I’m writing this while listening to CBC Radio Two’s special on Leonard Cohen. So my thoughts are scattered. I’m listening to Leonard Cohen sing Suzanne, in fact.
Yesterday, I went to two movies at a feminist film festival playing town. Both movies were labours of love, the filmmakers following their subjects for years. The first movie, called Driving with Selvi, was about an Indian woman who became a taxi driver; but it was also about child marriage, and forced prostitution, and the precarious existence as a young woman unprotected by her family or the law. Through it all, Selvi’s radiant personality shone like a beacon of joy and gratitude, for all that she had. The second movie, called The Apology, told the story of three women, known now as the grandmothers, who had been forced into sexual slavery in World War Two by the Japanese military; all were teenagers when they were kidnapped, two were 13 or 14. I watched this movie with my mom and my almost-14-year-old daughter, and we wept. A lot. The grandmothers carried so much pain, decades of hiding and shame, and yet here at the end of their lives, as they protested to publicize this hidden chapter of history and supported each other, it was their dignity that shone through. They were tired. But they had a vision for peace and healing.

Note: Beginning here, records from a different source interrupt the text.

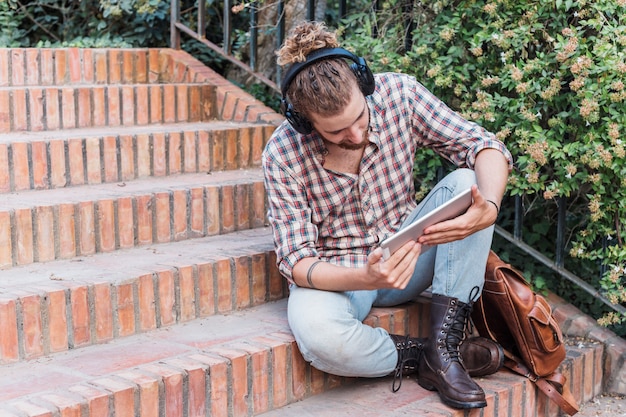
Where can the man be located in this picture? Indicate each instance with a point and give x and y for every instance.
(338, 175)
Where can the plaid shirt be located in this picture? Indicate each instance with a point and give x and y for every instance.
(340, 217)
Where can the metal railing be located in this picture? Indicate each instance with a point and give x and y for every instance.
(199, 34)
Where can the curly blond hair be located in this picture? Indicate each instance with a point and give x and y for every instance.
(324, 87)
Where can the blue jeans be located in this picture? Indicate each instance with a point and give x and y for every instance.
(328, 326)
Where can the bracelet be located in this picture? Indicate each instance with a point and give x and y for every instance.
(309, 272)
(495, 205)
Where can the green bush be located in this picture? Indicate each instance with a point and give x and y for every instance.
(549, 78)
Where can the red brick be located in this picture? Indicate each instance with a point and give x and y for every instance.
(144, 219)
(141, 66)
(97, 399)
(57, 163)
(166, 298)
(228, 208)
(109, 151)
(189, 153)
(47, 59)
(9, 351)
(239, 380)
(44, 225)
(23, 225)
(162, 217)
(5, 79)
(5, 111)
(203, 151)
(242, 195)
(127, 157)
(223, 276)
(115, 66)
(99, 113)
(128, 105)
(114, 110)
(142, 111)
(66, 231)
(92, 155)
(87, 227)
(206, 293)
(57, 320)
(218, 388)
(88, 65)
(148, 387)
(187, 293)
(39, 160)
(32, 325)
(100, 63)
(242, 282)
(123, 393)
(212, 211)
(182, 103)
(5, 174)
(125, 223)
(103, 312)
(20, 111)
(175, 148)
(74, 65)
(147, 313)
(217, 154)
(128, 66)
(18, 76)
(196, 212)
(21, 169)
(79, 305)
(169, 103)
(76, 164)
(156, 103)
(68, 108)
(36, 109)
(85, 110)
(159, 161)
(105, 216)
(125, 309)
(53, 109)
(196, 377)
(179, 214)
(142, 143)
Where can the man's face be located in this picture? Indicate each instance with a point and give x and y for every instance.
(348, 129)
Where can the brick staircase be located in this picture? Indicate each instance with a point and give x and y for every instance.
(137, 275)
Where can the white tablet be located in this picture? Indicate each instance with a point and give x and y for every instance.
(449, 210)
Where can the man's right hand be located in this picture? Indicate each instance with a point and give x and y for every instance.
(396, 271)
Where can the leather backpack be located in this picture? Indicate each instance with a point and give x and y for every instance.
(520, 320)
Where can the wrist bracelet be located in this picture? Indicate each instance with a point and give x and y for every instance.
(309, 279)
(495, 205)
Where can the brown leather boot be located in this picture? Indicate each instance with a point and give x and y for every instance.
(441, 367)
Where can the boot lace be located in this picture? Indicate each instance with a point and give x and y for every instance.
(409, 352)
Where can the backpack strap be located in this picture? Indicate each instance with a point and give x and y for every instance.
(553, 385)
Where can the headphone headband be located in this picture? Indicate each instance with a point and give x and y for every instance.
(315, 56)
(363, 74)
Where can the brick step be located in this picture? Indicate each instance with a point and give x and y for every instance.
(69, 107)
(43, 225)
(69, 66)
(246, 363)
(42, 160)
(63, 305)
(236, 364)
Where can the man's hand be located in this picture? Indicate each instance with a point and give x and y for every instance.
(480, 215)
(394, 272)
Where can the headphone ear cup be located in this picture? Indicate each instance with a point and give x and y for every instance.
(364, 76)
(300, 123)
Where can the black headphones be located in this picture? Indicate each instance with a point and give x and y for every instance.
(363, 74)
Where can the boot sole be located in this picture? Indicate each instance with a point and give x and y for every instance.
(449, 401)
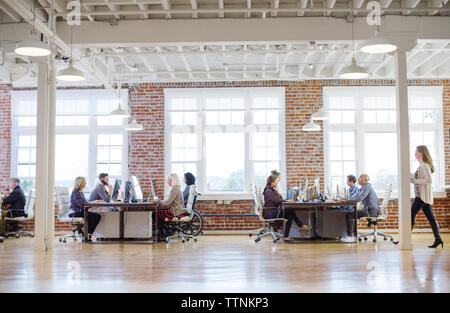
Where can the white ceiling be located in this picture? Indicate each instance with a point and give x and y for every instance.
(289, 60)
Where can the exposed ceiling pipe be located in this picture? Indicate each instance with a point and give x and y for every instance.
(24, 11)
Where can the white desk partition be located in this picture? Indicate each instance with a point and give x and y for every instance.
(137, 225)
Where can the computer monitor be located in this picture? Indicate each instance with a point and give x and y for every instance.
(153, 195)
(116, 189)
(128, 194)
(317, 184)
(137, 191)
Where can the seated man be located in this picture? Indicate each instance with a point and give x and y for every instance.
(369, 199)
(16, 199)
(352, 192)
(100, 192)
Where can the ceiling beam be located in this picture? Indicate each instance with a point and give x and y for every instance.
(135, 33)
(10, 12)
(194, 5)
(166, 5)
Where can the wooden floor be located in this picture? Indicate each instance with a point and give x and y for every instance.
(225, 264)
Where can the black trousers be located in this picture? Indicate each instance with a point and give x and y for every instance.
(93, 220)
(289, 215)
(418, 205)
(350, 219)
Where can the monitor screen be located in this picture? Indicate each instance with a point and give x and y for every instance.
(137, 191)
(116, 190)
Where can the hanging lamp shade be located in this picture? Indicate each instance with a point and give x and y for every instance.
(378, 44)
(354, 71)
(134, 126)
(32, 48)
(70, 74)
(321, 115)
(311, 127)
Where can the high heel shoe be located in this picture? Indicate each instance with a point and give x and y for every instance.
(437, 243)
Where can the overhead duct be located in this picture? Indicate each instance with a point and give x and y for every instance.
(24, 11)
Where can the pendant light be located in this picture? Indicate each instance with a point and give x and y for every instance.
(378, 44)
(119, 112)
(70, 74)
(353, 71)
(134, 126)
(321, 115)
(33, 47)
(311, 127)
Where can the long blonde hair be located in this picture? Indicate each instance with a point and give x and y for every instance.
(78, 181)
(426, 156)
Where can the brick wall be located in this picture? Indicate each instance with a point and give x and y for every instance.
(304, 151)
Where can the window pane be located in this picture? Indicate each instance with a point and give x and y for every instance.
(225, 160)
(381, 159)
(72, 159)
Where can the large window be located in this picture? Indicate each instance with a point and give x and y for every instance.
(228, 138)
(361, 137)
(88, 141)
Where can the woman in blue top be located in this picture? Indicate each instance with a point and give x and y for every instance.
(77, 202)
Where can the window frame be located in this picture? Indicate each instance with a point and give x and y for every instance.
(200, 94)
(360, 128)
(92, 130)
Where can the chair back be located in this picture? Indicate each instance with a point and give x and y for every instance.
(257, 199)
(386, 198)
(63, 201)
(29, 208)
(191, 199)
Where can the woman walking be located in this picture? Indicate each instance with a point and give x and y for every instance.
(423, 195)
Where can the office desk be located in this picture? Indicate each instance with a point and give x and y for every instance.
(124, 207)
(321, 206)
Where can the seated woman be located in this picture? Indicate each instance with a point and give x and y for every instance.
(273, 200)
(77, 202)
(189, 180)
(174, 203)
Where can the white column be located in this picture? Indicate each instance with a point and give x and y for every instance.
(45, 157)
(404, 195)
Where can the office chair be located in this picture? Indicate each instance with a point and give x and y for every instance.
(63, 202)
(375, 220)
(266, 230)
(29, 211)
(177, 223)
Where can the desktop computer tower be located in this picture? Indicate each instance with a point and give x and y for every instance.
(308, 217)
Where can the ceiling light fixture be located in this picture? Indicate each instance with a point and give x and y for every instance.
(378, 44)
(353, 71)
(119, 112)
(33, 47)
(70, 73)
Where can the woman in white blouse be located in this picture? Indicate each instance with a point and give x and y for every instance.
(422, 189)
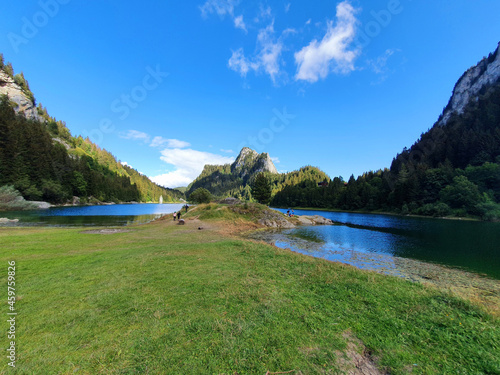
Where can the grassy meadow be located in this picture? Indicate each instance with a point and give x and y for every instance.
(169, 299)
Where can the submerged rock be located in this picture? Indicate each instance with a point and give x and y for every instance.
(4, 220)
(314, 220)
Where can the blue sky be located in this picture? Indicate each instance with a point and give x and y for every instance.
(169, 86)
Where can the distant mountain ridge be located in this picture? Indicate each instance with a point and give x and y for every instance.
(452, 170)
(479, 77)
(235, 180)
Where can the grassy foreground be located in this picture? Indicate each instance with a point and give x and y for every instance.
(169, 299)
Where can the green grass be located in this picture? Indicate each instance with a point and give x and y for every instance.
(168, 299)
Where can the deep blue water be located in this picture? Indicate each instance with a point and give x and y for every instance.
(109, 215)
(469, 245)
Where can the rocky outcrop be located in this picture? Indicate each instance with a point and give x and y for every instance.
(251, 162)
(468, 87)
(4, 220)
(40, 205)
(16, 95)
(314, 220)
(230, 201)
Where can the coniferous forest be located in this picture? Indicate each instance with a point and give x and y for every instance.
(452, 170)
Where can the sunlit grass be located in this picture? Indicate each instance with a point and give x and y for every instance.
(170, 299)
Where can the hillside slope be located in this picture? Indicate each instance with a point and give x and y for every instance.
(453, 169)
(41, 159)
(235, 180)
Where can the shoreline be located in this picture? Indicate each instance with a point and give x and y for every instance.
(202, 290)
(382, 213)
(480, 289)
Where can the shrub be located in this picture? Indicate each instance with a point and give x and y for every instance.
(11, 200)
(200, 195)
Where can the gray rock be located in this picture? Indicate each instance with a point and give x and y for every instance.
(470, 84)
(41, 205)
(16, 95)
(314, 220)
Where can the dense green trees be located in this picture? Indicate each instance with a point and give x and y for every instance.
(451, 170)
(55, 171)
(200, 195)
(11, 200)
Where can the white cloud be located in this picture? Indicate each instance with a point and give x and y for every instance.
(270, 52)
(239, 63)
(188, 165)
(219, 7)
(171, 143)
(136, 136)
(318, 59)
(240, 24)
(267, 58)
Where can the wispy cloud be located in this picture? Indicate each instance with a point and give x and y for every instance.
(136, 136)
(188, 165)
(171, 143)
(240, 24)
(219, 7)
(267, 57)
(223, 8)
(332, 53)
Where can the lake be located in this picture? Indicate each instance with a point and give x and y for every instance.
(363, 240)
(368, 240)
(107, 215)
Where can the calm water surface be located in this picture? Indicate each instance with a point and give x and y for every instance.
(365, 240)
(112, 215)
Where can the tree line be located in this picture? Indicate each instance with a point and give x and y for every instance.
(451, 170)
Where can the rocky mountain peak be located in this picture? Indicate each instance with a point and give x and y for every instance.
(250, 161)
(16, 95)
(485, 73)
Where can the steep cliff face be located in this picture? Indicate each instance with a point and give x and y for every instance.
(249, 162)
(234, 179)
(468, 87)
(16, 95)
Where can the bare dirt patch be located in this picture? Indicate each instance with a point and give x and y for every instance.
(355, 360)
(105, 231)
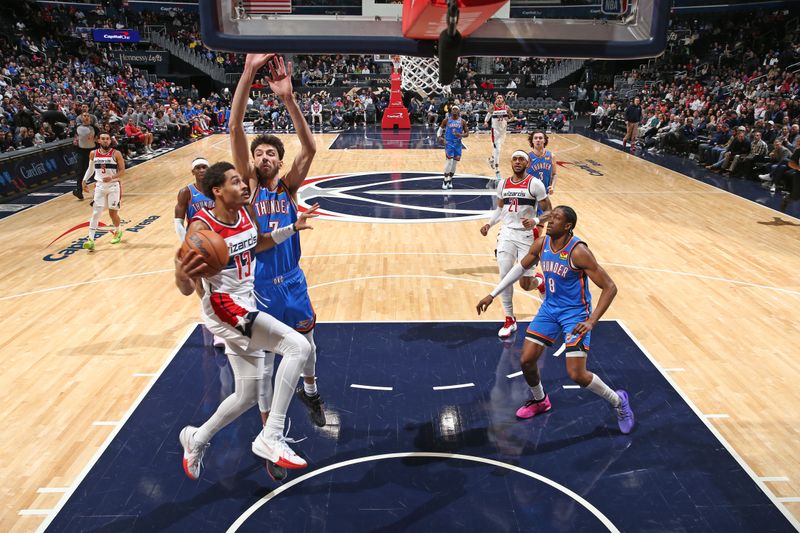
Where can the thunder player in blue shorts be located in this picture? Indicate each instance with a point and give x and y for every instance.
(280, 284)
(542, 162)
(451, 131)
(567, 309)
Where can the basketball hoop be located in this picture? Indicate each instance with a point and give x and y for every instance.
(397, 62)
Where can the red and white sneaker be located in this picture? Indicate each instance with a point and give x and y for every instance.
(540, 286)
(509, 327)
(532, 408)
(276, 450)
(192, 454)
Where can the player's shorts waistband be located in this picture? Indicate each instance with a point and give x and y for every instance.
(287, 276)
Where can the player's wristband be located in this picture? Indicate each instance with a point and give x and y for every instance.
(281, 234)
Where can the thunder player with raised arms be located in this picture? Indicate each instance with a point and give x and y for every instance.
(108, 166)
(229, 310)
(280, 284)
(450, 132)
(518, 199)
(499, 116)
(542, 164)
(567, 264)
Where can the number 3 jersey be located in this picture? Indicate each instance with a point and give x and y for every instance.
(520, 200)
(230, 292)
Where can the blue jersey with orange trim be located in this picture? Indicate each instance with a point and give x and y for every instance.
(197, 202)
(565, 287)
(454, 125)
(542, 167)
(276, 209)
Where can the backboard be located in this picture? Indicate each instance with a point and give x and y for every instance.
(523, 28)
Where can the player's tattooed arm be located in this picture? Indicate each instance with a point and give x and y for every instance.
(190, 267)
(239, 148)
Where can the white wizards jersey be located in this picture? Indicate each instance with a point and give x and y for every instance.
(105, 166)
(499, 117)
(520, 200)
(238, 276)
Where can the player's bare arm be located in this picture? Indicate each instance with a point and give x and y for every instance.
(189, 267)
(241, 151)
(584, 259)
(527, 262)
(280, 81)
(496, 215)
(182, 204)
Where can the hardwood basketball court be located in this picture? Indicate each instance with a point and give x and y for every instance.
(707, 283)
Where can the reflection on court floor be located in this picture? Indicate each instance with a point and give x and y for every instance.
(422, 436)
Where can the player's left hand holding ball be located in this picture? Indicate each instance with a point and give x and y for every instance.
(484, 304)
(583, 327)
(189, 267)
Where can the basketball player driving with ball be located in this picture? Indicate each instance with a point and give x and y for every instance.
(229, 310)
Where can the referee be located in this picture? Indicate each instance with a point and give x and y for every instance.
(633, 116)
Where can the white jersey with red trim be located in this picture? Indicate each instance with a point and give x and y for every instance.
(499, 117)
(520, 200)
(228, 303)
(105, 166)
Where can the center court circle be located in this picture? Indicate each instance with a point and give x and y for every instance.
(397, 197)
(423, 490)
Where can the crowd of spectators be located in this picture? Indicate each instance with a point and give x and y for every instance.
(722, 98)
(49, 77)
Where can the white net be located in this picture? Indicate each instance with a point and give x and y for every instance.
(421, 75)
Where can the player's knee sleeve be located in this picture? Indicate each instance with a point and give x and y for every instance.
(310, 368)
(96, 212)
(265, 385)
(294, 346)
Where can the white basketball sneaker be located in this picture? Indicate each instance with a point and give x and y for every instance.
(276, 450)
(192, 454)
(509, 327)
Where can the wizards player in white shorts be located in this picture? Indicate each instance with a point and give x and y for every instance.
(450, 132)
(567, 310)
(518, 199)
(229, 310)
(108, 166)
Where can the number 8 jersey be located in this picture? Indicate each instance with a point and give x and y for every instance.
(520, 200)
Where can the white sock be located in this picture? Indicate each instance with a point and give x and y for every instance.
(604, 391)
(538, 392)
(310, 388)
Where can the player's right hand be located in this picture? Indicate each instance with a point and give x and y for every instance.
(484, 304)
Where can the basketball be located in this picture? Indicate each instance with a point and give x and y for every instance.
(211, 246)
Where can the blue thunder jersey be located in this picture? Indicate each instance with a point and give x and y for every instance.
(197, 202)
(566, 288)
(542, 167)
(454, 125)
(276, 209)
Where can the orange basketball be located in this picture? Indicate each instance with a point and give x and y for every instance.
(209, 245)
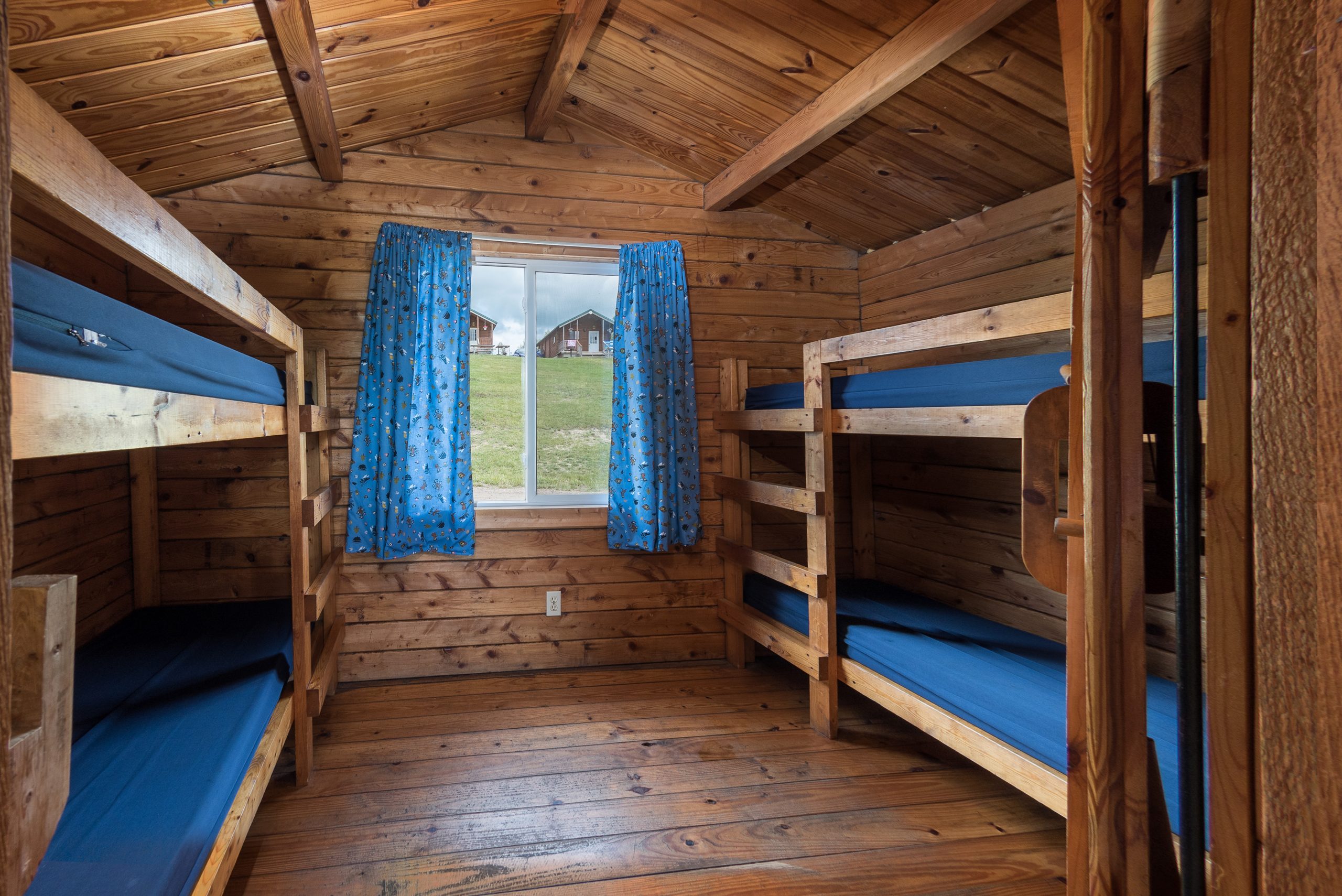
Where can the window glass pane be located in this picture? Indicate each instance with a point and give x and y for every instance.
(575, 317)
(499, 332)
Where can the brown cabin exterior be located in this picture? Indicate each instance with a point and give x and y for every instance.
(587, 334)
(482, 333)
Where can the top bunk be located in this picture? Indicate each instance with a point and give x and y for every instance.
(96, 375)
(928, 385)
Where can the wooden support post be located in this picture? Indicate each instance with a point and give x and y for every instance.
(1230, 494)
(41, 714)
(1113, 593)
(1177, 53)
(10, 884)
(144, 525)
(736, 514)
(863, 501)
(300, 563)
(820, 542)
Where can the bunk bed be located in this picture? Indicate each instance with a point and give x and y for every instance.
(169, 726)
(993, 694)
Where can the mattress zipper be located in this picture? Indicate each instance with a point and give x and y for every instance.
(85, 336)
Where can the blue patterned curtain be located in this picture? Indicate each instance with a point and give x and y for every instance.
(410, 483)
(654, 428)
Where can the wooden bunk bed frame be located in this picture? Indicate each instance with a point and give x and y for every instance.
(62, 174)
(1020, 328)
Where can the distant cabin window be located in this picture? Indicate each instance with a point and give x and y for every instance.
(541, 380)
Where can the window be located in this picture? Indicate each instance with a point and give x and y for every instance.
(541, 397)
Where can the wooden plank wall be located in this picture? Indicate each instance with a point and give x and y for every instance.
(948, 510)
(73, 514)
(760, 289)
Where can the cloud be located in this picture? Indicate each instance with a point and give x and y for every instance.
(500, 293)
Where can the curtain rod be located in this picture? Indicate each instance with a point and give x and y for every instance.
(541, 241)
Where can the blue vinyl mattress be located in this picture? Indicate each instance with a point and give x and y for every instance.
(1007, 682)
(169, 706)
(137, 349)
(1000, 381)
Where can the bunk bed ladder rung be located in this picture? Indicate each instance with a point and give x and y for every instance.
(792, 575)
(324, 585)
(320, 503)
(803, 501)
(322, 682)
(787, 643)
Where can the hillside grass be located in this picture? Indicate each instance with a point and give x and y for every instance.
(573, 423)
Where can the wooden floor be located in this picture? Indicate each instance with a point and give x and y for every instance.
(698, 780)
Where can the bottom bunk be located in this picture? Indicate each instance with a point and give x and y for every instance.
(953, 670)
(179, 718)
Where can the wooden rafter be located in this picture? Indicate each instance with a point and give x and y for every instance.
(297, 37)
(571, 42)
(925, 44)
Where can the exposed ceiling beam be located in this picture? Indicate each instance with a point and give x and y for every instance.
(293, 23)
(571, 41)
(924, 44)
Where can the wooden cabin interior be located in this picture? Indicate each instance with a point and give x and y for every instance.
(672, 447)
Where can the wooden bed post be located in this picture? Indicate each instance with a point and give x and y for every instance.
(298, 560)
(736, 514)
(1230, 490)
(863, 502)
(8, 836)
(144, 525)
(820, 544)
(1113, 601)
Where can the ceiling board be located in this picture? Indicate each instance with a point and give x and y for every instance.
(188, 92)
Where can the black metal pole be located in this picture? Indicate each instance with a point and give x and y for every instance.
(1188, 538)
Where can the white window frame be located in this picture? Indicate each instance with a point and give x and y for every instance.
(531, 270)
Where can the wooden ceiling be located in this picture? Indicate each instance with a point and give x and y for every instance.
(188, 92)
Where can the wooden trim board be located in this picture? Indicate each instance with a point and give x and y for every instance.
(59, 416)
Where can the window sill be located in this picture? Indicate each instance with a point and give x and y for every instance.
(500, 517)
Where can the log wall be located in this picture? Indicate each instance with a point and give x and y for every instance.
(760, 289)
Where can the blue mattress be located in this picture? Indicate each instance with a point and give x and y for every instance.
(1000, 381)
(1010, 683)
(136, 349)
(169, 706)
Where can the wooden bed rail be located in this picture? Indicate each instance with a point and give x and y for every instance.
(1036, 323)
(66, 176)
(44, 643)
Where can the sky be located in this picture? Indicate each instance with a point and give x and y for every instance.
(499, 293)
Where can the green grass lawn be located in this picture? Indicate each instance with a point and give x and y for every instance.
(573, 423)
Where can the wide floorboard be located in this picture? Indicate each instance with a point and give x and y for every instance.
(661, 780)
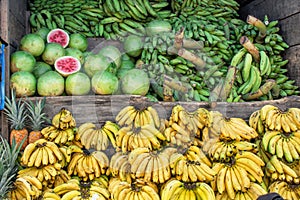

Both were Canadian-made films, by female directors.
Both were an antidote to the despondence I’ve been feeling. These were not perfect stories about perfect people with perfect endings. These were stories of perseverance and injustice and work and hope and love. These women, in both movies, were so loved.
I went for a run this morning, a pathetic wheezing run into the chilly wind, and I went with a friend, because I wouldn’t have gone otherwise. My friend told me that she wished her work involved making things; to which I replied that I wished my work involved doing things. We laughed. We wondered if we were on the right track, in that general way that people wonder; is it too late, am I locked in, now, now that I’ve devoted myself to a single pursuit?
I think, way back when, that I wanted to be an artist, the way the Leonard Cohen was an artist; I think this is what I imagined, along with my college roommate, when we listened to his songs and read his poems. We imagined ourselves immersed in ideas and emotion and symbolism and significance, which sounds abstract, but felt, in the moment, intensely real, like we would be swimmers in a great universal ocean, like we would be poets.
Wherever I was going with this post, it’s gone. I’ve lost the thread.
I think we have much to struggle against now and going forward. Art is where I’m turning for comfort. Art is what I’ve got, and so far it’s the only answer I can give.
xo, Carrie
When I heard the news last night I immediately wanted to speak to my daughter in Montreal. A large part of her dissertation was about Leonard (she calls him by his first name even though she has never met him) and I knew she would want to talk. Luckily she is coming into town this weekend. For my seventeenth birthday nearly sixty years ago a girlfriend gave me his Selected Poems 1956–1968, and for a moment I wanted to call her too.